April 20, 2005

Why am I seeing double form subdivisions?

Now that authority linking has been turned back on, please be aware of a temporary issue regarding the updating of headings with form subdivisions. Specifically, when you update a record with a form subdivision in $$v and the authority still uses $$x for the same form subdivision, Aleph will double the subdivision, e.g.,

Authority: Children $$x Prayer-books and devotions.
Bibl hdg.: Children $$v Prayer-books and devotions.
Upd bibl.: Children $$x Prayer-books and devotions $$v Prayer-books and devotions.

The simplest solution is to follow the authorized form and use $$x. Eventually, these will be corrected to $$v; and in the meantime, $$v and $$x will interfile happily, so the coding difference will be invisible to users. For a more detailed explanation of the issue, read on.

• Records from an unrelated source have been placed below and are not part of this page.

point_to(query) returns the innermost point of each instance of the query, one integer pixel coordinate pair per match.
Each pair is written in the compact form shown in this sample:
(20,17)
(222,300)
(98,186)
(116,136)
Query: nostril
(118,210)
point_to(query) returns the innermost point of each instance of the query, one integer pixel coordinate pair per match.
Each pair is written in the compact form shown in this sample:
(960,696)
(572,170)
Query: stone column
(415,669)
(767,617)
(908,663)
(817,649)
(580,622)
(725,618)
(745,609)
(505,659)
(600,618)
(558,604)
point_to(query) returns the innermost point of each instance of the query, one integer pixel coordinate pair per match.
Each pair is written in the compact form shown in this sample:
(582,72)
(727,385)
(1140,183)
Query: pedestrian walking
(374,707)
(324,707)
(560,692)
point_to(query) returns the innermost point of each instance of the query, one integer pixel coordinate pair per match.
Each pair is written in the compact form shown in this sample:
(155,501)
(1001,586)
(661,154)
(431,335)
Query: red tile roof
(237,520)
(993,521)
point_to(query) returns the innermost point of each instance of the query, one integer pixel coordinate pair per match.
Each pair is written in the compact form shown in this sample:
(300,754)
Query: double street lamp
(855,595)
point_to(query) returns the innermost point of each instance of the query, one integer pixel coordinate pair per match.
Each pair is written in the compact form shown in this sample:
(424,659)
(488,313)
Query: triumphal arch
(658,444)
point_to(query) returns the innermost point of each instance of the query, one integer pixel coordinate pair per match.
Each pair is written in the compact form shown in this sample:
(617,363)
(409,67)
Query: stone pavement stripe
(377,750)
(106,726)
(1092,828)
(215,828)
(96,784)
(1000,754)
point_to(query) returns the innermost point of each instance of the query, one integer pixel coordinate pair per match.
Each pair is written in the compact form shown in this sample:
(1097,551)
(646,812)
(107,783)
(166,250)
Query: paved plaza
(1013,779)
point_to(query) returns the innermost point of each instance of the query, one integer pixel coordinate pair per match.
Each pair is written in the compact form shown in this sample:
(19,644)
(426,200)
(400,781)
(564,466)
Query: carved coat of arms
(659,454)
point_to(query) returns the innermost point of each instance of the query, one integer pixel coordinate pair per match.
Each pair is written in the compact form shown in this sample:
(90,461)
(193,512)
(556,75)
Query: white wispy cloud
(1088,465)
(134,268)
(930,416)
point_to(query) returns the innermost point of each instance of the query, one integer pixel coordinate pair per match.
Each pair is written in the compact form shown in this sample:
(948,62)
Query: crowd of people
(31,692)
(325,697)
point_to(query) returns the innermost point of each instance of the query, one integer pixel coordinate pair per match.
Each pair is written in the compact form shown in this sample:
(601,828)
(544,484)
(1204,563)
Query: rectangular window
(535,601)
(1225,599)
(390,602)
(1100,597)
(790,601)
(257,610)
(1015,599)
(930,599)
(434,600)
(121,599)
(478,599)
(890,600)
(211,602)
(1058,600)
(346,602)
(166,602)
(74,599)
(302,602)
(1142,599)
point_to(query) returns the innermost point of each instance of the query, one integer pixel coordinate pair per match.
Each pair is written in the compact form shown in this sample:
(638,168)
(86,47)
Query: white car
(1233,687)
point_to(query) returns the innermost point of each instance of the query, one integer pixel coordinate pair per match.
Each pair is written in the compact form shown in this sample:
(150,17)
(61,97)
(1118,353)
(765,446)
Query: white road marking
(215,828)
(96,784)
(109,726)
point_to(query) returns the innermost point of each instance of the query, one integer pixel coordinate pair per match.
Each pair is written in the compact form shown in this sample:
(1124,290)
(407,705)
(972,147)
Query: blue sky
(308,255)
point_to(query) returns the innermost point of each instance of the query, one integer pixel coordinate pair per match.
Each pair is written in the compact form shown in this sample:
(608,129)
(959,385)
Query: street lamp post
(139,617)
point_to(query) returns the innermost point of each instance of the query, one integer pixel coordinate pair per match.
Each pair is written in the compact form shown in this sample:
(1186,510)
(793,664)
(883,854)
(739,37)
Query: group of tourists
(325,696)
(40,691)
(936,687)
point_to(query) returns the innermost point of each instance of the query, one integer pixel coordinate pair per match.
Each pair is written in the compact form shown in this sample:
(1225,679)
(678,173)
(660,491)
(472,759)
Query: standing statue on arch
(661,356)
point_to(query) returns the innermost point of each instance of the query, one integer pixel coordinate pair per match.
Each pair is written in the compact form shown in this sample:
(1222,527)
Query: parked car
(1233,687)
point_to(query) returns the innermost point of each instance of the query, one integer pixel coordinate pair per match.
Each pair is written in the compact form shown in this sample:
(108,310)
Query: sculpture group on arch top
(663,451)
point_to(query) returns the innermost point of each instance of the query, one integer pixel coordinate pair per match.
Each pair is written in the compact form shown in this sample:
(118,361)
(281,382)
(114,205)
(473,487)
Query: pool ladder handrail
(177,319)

When Aleph checks and finds an authority which matches a bib heading, it replaces the bib heading with the authority heading. This serves to correct minor differences in capitalization, diacritics, punctuation, etc., and is generally a good thing. The problem arises because Aleph's sensitivity to coding variations when checking headings and when updating headings is different. When matching a bib heading to an authority, Aleph normalizes out coding differences (along with minor differences in capitalization, diacritics, punctuation, etc.). When Aleph updates a bib heading, it attends to coding differences; in this case, it sees the authority $$x and the bib $$v as different, and preserves both. This preservation of different subfields is good when the difference is that the bib heading includes subdivisions that aren't in the authority, such as $$e or $$4; but in cases like the one above, it can cause problems.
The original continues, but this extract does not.